Nicht immer juckt es uns gleich in den Fingern. Manchmal erinnern ganz andere Körperteile auf diese Weise an ihr Vorhandensein. Wer sich in Rußland an der Nase kratzt, verrät unbewußt seine Sehnsucht danach, bald wieder einmal tüchtig einen über den Durst zu heben; er beschwört aber auch die Gefahr herauf, daß binnen einer Woche eine kräftige Faust auf den juckenden Zinken niederprasselt.
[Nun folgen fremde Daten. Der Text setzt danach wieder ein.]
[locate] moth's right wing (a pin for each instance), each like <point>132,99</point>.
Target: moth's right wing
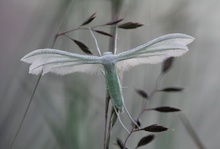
<point>60,62</point>
<point>154,51</point>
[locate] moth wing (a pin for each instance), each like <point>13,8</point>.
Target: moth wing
<point>154,51</point>
<point>60,62</point>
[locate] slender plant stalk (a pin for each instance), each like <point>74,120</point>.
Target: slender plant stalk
<point>38,80</point>
<point>116,6</point>
<point>25,113</point>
Zwei Möglichkeiten, die hierzulande oft gleichzeitig zur Realität werden.

Meine Nachbarin Ljusja rennt manchmal mitten im Gespräch zum Fenster, um mit dem Knöchel gegen das Glas zu klopfen – ein diskreter Hinweis darauf, daß ihr entweder der Allerwerteste oder eine der Brüste (oder gar beide?) jucken. So meldet sich die akute Sehnsucht eines Liebhabers nach ihr an, und die Fenster-Geste vermag die Ankunft des guten Mannes zu beschleunigen.
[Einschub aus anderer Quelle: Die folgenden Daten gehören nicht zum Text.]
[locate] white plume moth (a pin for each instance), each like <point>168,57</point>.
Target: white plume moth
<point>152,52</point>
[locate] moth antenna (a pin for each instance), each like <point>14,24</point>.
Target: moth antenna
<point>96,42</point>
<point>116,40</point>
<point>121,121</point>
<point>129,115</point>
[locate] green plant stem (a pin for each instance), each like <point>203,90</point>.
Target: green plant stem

Und noch ein Aberglaube bestätigt den Orakelcharakter der weiblichen Kehrseite: Wer einer Russin auch nur zum Scherz auf den Po klopft, verursacht blankes Entsetzen – nicht etwa aufgrund feministischer Vorbehalte, sondern weil er (oder auch sie) ihr auf diese Weise sämtliche Verehrer „verschlagen“ hat. Da bleibt nur eines: Man muß die Geste ungültig machen, indem man den Schlag von der bewußten Rundung wie eine unsichtbare Plastikfolie wieder „abzieht“.

Die vorchristlichen russischen Feld-Wald-Wiesengötter haben so viele Spuren hinterlassen, daß in diesem Lande jeder über ein reiches und dennoch ganz individuelles Bukett von Omen verfügt. Der Spruch, „sage mir, woran Du glaubst, und ich sage Dir, wer Du bist“, trifft zumindest auf Ljusja zu, der das männliche Geschlecht, milde ausgedrückt, nicht gleichgültig ist.
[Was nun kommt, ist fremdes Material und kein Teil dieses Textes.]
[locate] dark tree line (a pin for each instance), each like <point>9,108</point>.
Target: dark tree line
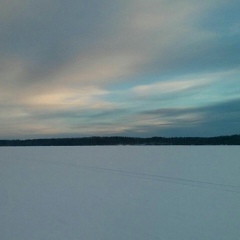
<point>115,140</point>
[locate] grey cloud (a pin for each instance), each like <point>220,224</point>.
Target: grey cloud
<point>221,118</point>
<point>49,34</point>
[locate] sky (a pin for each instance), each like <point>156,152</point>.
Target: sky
<point>119,68</point>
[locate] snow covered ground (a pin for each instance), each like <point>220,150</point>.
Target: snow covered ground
<point>120,193</point>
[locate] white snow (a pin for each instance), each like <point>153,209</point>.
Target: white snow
<point>120,193</point>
Neben den „fakultativen“ Vorzeichen gibt es aber auch einige abergläubische Regeln, die fast universell beachtet werden. Für AusländerInnen in Rußland verwandeln sie sich mit ziemlicher Sicherheit in eine Serie von Fettnäpfchen, in der sie bei der ersten Einladung zum Abendessen treten. Es beginnt schon bei der Begrüßung: Man darf nämlich niemandem über die Türschwelle der Wohnung die Hand reichen oder ein Geschenk übergeben. In diesem Falle wird einen das Schicksal von seinem Gegenüber trennen, schlimmstenfalls durch einen entsetzlichen Streit.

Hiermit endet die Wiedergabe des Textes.